Armed Polite Society
Main Forums => The Roundtable => Topic started by: MillCreek on March 02, 2021, 06:22:40 PM
-
I serendipitously discovered the high contrast theme setting for Windows, and boy does it help my aging eyes. I discovered the high contrast #2 theme works best for me. Find it in start-settings-ease of access-high contrast.
-
I have been using that for a couple of years now due to my eye problems. You are correct, it is much easier.
-
So, you discovered it... but are you too blind to share with the rest of us how you got to it? :rofl:
-
So, you discovered it... but are you too blind to share with the rest of us how you got to it? :rofl:
Here, let me point it out to you again, as in the original post:
I serendipitously discovered the high contrast theme setting for Windows, and boy does it help my aging eyes. I discovered the high contrast #2 theme works best for me. Find it in start-settings-ease of access-high contrast.
-
Blindness joke, dude, blindness joke!
I've tried it in the past. It's reminiscent of the old Windows 3.1 days.
-
Blindness joke, dude, blindness joke!
I see.
-
I discovered that a while ago (Win 7, go ahead and laugh), but I have trouble getting out of it. Internet research on the "escaping" is vague and I can't make it go away without shutting down and re-starting.

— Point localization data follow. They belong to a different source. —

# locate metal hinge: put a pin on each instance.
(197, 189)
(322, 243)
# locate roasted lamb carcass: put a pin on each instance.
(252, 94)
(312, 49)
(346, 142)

I found that the Brave browser has a similar provision, but forgot how to get to it since I changed it and liked it and left it that way.
The good ole Mr. Wilson of browsers, IE11, has a really convenient enlargement function, but I am getting "Unsupported Browser" messages more and more often. I may have to throw the first shovelful of dirt in after it.
-
"Win 7, go ahead and laugh"
I'm still running Windows 7 Pro or whatever on my home computer that Mtnbkr built for me in... crap... right about now in 2011. Damned thing is 10 years old and is still going strong...
-
I'm still running XP on my desktop. It's sort of like a super-secure storage box since it's never even seen "The 'Net" and it's got a 3 - 1/2" floppy drive on it. I run Win7 on my HP laptop.
In a way, excepting for genuine tech advances (like bit width) an operating system is just an operating system, and newer "versions:" just have different software hung onto it. In a way.
Most of the original DOS commands are still available, with different and newer switches. After all, dir C: still gives you a dir C, and dir C:/p still gives you a dir C a page at a time.
So it may be naïve, but looking at it that way keeps me comfortable about keeping old systems around,.
-
I didn't know that even existed. I just switched it on. I like it.